A Sr.ª Helena Terra (PS): — Muito bem!
A Sr.ª Maria do Rosário Carneiro (PS): — A Assembleia da República, em 2007, associou-se à campanha pan-europeia deliberada pelo Conselho da Europa de luta contra a violência sobre as mulheres, incluindo a violência doméstica, e à iniciativa da Assembleia Parlamentar do Conselho da Europa, Parlamentos Unidos no Combate à Violência Doméstica. Através do Grupo de Trabalho sobre a Campanha contra a Violência Doméstica tem-se percorrido o País procurando boas práticas assim, como a identificação de estrangulamentos e limitações na concretização das alterações legislativas.
Contudo, Sr.as e Srs. Deputados, somos confrontados com números terríveis, que nos apresentam uma realidade de violência doméstica que persiste em aumentar apesar do que se tem caminhado e investido no seu combate. Aumenta em número de casos, aumenta em intensidade e aumenta, ainda, no seu alargamento a grupos cada vez mais jovens.
Sabe-se que uma parte do aumento das queixas registadas se deve ao trabalho desenvolvido junto dos mais variados grupos a quem se tem dado informação sobre a natureza do crime e as medidas de protecção.
Sabe-se que parte do aumento das situações conhecidas se deve a um maior esclarecimento das vítimas, a uma melhor preparação das polícias. Mas sabe-se também que há um aumento real da violência exercida, contrariando as expectativas dos impactos do aumento dos níveis educacionais, da crescente autonomia das mulheres face a uma generalizada participação no mercado de trabalho, das campanhas de informação, do gradual alargamento das redes de apoio.

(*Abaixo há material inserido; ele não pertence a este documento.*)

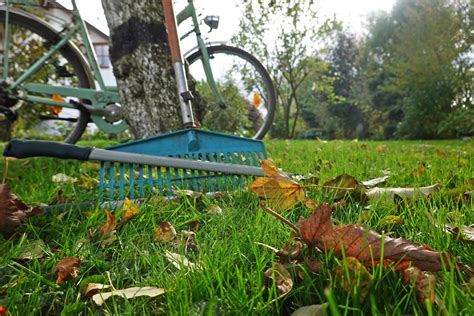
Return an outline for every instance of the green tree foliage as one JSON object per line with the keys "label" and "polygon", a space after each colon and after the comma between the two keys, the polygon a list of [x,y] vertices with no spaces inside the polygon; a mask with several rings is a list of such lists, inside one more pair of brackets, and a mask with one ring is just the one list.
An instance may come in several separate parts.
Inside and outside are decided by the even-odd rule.
{"label": "green tree foliage", "polygon": [[[472,8],[462,1],[399,0],[379,14],[362,49],[375,135],[472,133]],[[471,55],[470,55],[471,54]]]}
{"label": "green tree foliage", "polygon": [[242,8],[241,32],[234,42],[263,61],[273,78],[279,106],[272,136],[294,137],[303,107],[308,105],[303,99],[311,95],[316,81],[317,89],[331,89],[327,81],[319,80],[327,65],[318,57],[317,44],[336,24],[321,23],[312,1],[246,0]]}

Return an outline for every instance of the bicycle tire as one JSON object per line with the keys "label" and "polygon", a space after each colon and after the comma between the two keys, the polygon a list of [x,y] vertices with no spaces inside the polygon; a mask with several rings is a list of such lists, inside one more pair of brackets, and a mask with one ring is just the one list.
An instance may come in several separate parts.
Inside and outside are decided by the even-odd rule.
{"label": "bicycle tire", "polygon": [[[237,58],[238,62],[240,62],[240,60],[243,60],[243,61],[246,62],[246,64],[248,63],[250,66],[253,67],[252,71],[255,71],[254,74],[256,76],[258,76],[258,78],[255,79],[255,80],[256,81],[261,80],[261,83],[260,83],[261,86],[259,86],[259,88],[263,88],[264,89],[263,94],[265,94],[262,97],[264,102],[265,102],[264,107],[266,109],[266,114],[265,114],[265,117],[263,118],[263,122],[258,127],[258,129],[251,130],[251,131],[243,131],[243,132],[242,132],[242,130],[240,130],[240,132],[242,132],[242,134],[240,134],[239,131],[226,130],[226,128],[223,128],[222,131],[224,131],[224,132],[233,132],[234,134],[238,134],[240,136],[251,136],[252,138],[255,138],[255,139],[262,139],[266,135],[266,133],[268,132],[270,127],[272,126],[273,118],[274,118],[274,115],[275,115],[275,109],[276,109],[275,88],[273,86],[273,82],[272,82],[271,77],[268,74],[267,70],[262,65],[262,63],[260,63],[260,61],[258,61],[254,56],[252,56],[250,53],[244,51],[243,49],[233,47],[233,46],[224,45],[224,44],[214,44],[214,45],[211,44],[211,45],[207,46],[207,50],[208,50],[208,54],[211,58],[211,64],[212,64],[212,60],[216,58],[216,55],[224,55],[224,56],[234,56],[234,57]],[[193,71],[191,70],[192,65],[196,61],[200,60],[201,58],[202,58],[202,53],[201,53],[200,50],[194,51],[193,53],[191,53],[186,58],[186,60],[189,64],[189,67],[190,67],[191,75],[193,77],[194,77],[194,74],[193,74]],[[219,65],[219,66],[222,66],[222,65]],[[211,65],[211,68],[213,69],[213,72],[214,72],[214,67],[212,65]],[[249,73],[251,73],[252,71],[250,71]],[[215,76],[215,73],[214,73],[214,76]],[[234,77],[234,75],[232,75],[232,77]],[[234,79],[234,78],[232,78],[232,79]],[[252,80],[253,80],[253,78],[252,78]],[[203,83],[204,80],[201,80],[201,82]],[[222,85],[220,85],[220,86],[222,87]],[[257,91],[258,90],[259,89],[257,89]],[[245,93],[247,93],[247,92],[245,92]],[[242,98],[238,98],[238,99],[242,99]],[[244,99],[245,99],[245,97],[244,97]],[[226,99],[226,102],[227,101],[228,100]],[[231,106],[234,106],[234,104],[231,104]],[[260,105],[258,105],[256,107],[259,107],[259,106]],[[254,110],[251,106],[250,106],[250,108],[251,108],[250,111]],[[228,109],[225,109],[223,111],[226,111],[226,110],[228,110]],[[212,111],[215,111],[215,109],[211,109],[211,111],[208,111],[208,112],[212,113]],[[262,112],[262,110],[259,110],[259,112]],[[241,116],[245,118],[246,114],[243,114]],[[258,113],[258,115],[262,115],[262,113]],[[248,113],[248,120],[249,121],[251,120],[250,113]],[[227,122],[224,122],[224,124],[226,124],[226,123]],[[251,124],[254,124],[254,123],[255,122],[253,121]],[[209,129],[214,129],[214,128],[212,128],[212,126],[210,126]],[[217,129],[217,130],[219,131],[219,129]],[[250,132],[252,132],[253,135],[248,135]],[[246,133],[247,133],[247,135],[246,135]]]}
{"label": "bicycle tire", "polygon": [[[2,25],[5,22],[5,15],[5,8],[0,8],[0,23]],[[17,27],[18,29],[23,29],[34,34],[34,36],[38,36],[44,40],[44,43],[54,43],[61,37],[60,34],[46,22],[27,12],[14,8],[9,9],[9,24],[12,28]],[[59,50],[59,54],[67,63],[67,70],[77,78],[78,87],[94,88],[95,82],[87,62],[80,50],[73,43],[68,42]],[[89,121],[90,113],[78,110],[77,121],[71,131],[65,136],[64,142],[71,144],[76,143],[84,133]]]}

De facto e apesar de uma progressiva e significativa melhoria das condições gerais de vida, não podemos deixar de registar que vulnerabilidades, assimetrias, exclusões persistentes, são responsáveis por uma violência que não cede, antes se acentua.

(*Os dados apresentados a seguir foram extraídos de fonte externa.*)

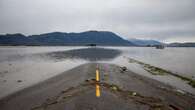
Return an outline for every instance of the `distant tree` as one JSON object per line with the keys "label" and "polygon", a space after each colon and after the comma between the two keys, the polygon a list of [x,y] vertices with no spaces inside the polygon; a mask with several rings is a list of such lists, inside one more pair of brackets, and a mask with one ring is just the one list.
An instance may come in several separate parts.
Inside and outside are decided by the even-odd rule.
{"label": "distant tree", "polygon": [[95,47],[96,44],[87,44],[87,46],[92,46],[92,47]]}

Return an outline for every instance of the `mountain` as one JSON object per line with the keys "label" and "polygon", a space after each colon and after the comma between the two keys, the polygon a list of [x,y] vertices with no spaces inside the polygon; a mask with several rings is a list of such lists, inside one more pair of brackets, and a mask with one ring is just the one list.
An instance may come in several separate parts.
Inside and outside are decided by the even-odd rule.
{"label": "mountain", "polygon": [[52,32],[25,36],[18,34],[0,35],[0,45],[113,45],[134,46],[133,43],[108,31],[86,31],[81,33]]}
{"label": "mountain", "polygon": [[167,44],[168,47],[195,47],[195,42],[186,42],[186,43],[170,43]]}
{"label": "mountain", "polygon": [[143,40],[143,39],[129,39],[128,41],[132,42],[138,46],[153,46],[153,45],[162,45],[162,42],[156,40]]}

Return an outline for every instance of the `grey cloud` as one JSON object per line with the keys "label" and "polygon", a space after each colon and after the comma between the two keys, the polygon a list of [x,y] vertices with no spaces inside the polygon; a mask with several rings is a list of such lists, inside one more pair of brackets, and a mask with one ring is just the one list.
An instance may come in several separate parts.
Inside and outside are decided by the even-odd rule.
{"label": "grey cloud", "polygon": [[194,40],[194,0],[1,0],[0,33],[108,30],[124,38]]}

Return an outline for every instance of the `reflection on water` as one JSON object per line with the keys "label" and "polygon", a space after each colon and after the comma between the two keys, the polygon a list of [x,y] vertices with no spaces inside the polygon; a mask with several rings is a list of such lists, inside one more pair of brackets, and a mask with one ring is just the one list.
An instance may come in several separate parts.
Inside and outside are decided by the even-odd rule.
{"label": "reflection on water", "polygon": [[58,59],[83,59],[88,61],[112,60],[121,54],[120,50],[105,48],[84,48],[68,51],[47,53],[46,55]]}
{"label": "reflection on water", "polygon": [[[2,62],[13,62],[18,60],[36,60],[41,58],[47,58],[45,53],[57,52],[57,51],[68,51],[73,49],[86,48],[86,47],[72,47],[72,46],[16,46],[16,47],[1,47],[0,46],[0,63]],[[49,59],[46,59],[49,60]]]}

De facto e apesar de uma significativa e compreensiva evolução na feitura de leis que definem o crime, que prevêem a protecção da vítima, que punem o agressor, não podemos deixar de registar que a identificação das situações que configuram crime, a análise da vítima, continuam condicionados a preconceitos e estereotipias.
Sr. Presidente, Sr.as e Srs. Deputados, tendo presente o primado dos direitos humanos dramaticamente posto em causa pelo número de vítimas de violência doméstica registado em 2008, propõe-se uma rigorosa avaliação da aplicação das leis, sobretudo das suas alterações mais recentes e dos seus resultados.
Neste sentido propomos que o Governo dê prioridade na próxima avaliação semestral a realizar pelo Observatório Permanente de Justiça Portuguesa, dirigido pelo Prof. Boaventura Sousa Santos, ao impacto da aplicação neste âmbito dos Códigos Penal e de Processo Penal, para dela poder retirar em tempo oportuno as devidas consequências.
Vozes do PS: — Muito bem!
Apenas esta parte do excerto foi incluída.